Edgar Wright ou l’horreur de grandir
« Un film d’horreur doit avoir quelque chose qui vous dérange, il doit frapper au cœur de votre intimité pour fonctionner. »
C’était demain
Edgar Wright, notre invité d’honneur de cette édition 2022, n’est autre que le fils spirituel de John Landis, cinéaste hommagé en 2021. Parmi ses films de chevet, il y a bien sûr Les Blues Brothers et Le Loup-Garou de Londres. Ses films à l’énergie débordante et à l’humour 100% British tissent incontestablement des liens avec le cinéma horrifique d’hier et jouent avec l’espace-temps si cher à Nicholas Meyer, qui sera honoré à ses côtés cette année. Avec Edgar Wright, c’est l’art du métissage, de la transmission et le cinéma de demain que nous célébrons.
Nostalgique d’une jeunesse à jamais perdue, Edgar Wright manie le cinéma pour mieux retenir le temps, en un geste rythmique, frénétique, qui toujours frise l’horrifique. Matière première d’un cinéaste qui ne cesse d’explorer la question du devenir adulte avec une passion et une érudition musicale vertigineuse. Dialogues, décors, déplacements, narration, tout chez le trublion Wright est au diapason d’une mélomanie maniaque et d’une précision quasi-symphonique.
L’art de la composition et de l’hybridation
Si la plupart des films d’Edgar Wright campent avec tendresse des personnages de slackers issus de la classe moyenne des petites villes pavillonnaires, unis par l’amitié et l’alcool, nul hasard si le cinéaste s’est aventuré dans le domaine du fantastique avec ses films Shaun of the Dead – film de zombies, Scott Pilgrim – comédie fantastique unique en son genre, Le Dernier Pub avant la fin du monde – comédie alcoolisée de SF et Last Night in Soho – giallo en forme d’hymne d’amour au Swinging London. Car toutes ses oeuvres interrogent avec autant d’humour que d’effroi le devenir adulte et l’étrangeté de la réalité. La peur de grandir, la nostalgie infinie pour la teenage culture, celle du rock, des vannes, de la vitesse, des jeux vidéo, des comics, de l’amitié sont autant d’éclats réfractés à l’infini dans chacun de ses films, ouvrant une brèche dans la réalité d’un art quasi abstrait, rythmé par une playlist infinie et couturée par un montage endiablé. Le cinéma d’Edgar Wright est un art de l’hybridation des genres, du jeu, des punchlines et des miroirs, teinté en permanence des motifs d’une comédie existentielle des horreurs et des erreurs.

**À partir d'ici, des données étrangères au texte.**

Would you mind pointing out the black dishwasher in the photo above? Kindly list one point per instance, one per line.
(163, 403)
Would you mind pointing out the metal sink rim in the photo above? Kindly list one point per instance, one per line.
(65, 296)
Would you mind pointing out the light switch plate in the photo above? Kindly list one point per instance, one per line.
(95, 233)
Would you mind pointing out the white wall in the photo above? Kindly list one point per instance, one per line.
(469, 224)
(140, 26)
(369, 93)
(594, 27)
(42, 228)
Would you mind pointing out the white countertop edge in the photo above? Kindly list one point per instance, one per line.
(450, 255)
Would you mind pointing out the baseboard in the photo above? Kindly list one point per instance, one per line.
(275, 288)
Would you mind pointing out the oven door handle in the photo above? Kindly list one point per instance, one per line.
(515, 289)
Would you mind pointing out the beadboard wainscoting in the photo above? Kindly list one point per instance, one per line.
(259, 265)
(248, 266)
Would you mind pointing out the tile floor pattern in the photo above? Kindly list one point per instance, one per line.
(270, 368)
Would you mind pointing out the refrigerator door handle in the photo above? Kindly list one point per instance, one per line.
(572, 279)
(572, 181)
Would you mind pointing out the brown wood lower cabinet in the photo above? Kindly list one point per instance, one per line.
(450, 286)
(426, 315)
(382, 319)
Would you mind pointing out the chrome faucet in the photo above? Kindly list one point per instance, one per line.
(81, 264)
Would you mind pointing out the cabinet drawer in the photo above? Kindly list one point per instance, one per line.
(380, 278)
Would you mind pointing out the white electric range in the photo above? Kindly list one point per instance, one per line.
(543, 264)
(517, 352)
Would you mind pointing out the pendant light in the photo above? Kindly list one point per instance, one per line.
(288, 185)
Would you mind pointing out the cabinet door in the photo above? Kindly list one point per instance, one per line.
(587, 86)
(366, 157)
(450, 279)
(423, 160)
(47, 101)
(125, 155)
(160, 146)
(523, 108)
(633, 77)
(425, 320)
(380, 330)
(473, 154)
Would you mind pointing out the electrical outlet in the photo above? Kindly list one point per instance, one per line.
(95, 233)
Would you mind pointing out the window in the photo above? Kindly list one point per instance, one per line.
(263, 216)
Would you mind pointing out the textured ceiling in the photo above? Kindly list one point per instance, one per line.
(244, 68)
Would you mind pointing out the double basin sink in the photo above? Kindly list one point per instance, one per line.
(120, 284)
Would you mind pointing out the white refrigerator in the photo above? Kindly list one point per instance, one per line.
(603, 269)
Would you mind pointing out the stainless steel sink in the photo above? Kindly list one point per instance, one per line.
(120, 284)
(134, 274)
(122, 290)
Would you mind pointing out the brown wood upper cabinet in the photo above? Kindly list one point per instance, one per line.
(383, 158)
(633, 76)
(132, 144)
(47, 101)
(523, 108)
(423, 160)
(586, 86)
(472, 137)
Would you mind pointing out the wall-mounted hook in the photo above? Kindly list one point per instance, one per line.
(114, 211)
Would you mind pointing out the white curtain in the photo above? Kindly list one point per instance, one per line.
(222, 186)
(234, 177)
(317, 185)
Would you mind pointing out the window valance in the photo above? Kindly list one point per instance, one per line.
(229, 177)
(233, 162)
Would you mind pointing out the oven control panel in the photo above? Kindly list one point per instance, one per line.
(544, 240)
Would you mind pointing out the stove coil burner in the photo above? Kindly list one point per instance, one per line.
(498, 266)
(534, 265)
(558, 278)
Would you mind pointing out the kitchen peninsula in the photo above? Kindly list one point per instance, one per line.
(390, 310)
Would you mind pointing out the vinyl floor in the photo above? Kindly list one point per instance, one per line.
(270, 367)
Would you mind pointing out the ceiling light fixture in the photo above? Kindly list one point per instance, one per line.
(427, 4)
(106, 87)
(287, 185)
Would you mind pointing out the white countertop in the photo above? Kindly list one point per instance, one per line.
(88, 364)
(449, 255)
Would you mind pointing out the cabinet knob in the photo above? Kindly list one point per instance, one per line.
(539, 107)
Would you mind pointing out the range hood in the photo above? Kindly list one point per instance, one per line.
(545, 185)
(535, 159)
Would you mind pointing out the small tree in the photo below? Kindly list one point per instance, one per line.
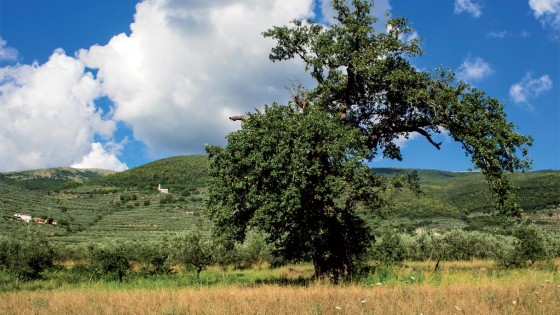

La hantise du monde adulte
Chez Edgar Wright, l’horreur est là avant l’horreur : dans la réalité, dans le quotidien gris des banlieues pavillonnaires et des petits jardins, dans l’avenir comptable d’une jeunesse en quête de rêve. Le zombie est indiscernable puisqu’il a déjà l’apparence des salariés amorphes et abrutis par la routine, des maris encombrés d’obligations familiales ou des ivrognes en errance. La figure du, zombie (Shaun of the Dead) ou du robot au sang bleu (Le Dernier Pub avant la fin du monde) est pour le réalisateur le miroir effroyable de l‘entrée dans l’âge adulte et du monde du travail, celui de la perte du rêve, de l’amitié, de la controverse et de la déconnade. Et le pub, le dernier refuge de la jeunesse et du temps à jamais perdu, phare dans une réalité vérolée où l’indiscernable fait loi.
La traversée du miroir
Avec Last night in Soho et sa ville fantasmée, Edgar Wright pousse encore plus loin le vertige de la nostalgie d’un monde perdu, celui des années 60, et manie l’art de l’espace-temps cinématographique où réalité et horreur sont les reflets d’un même miroir. Sous influence d’Hitchcock, Argento ou Powell, le réalisateur impose son talent de maître du genre dans un amour immodéré du cinéma. Nous sommes heureux de l’honorer cette année à travers une rétrospective de ses films et une Rencontre avec le public.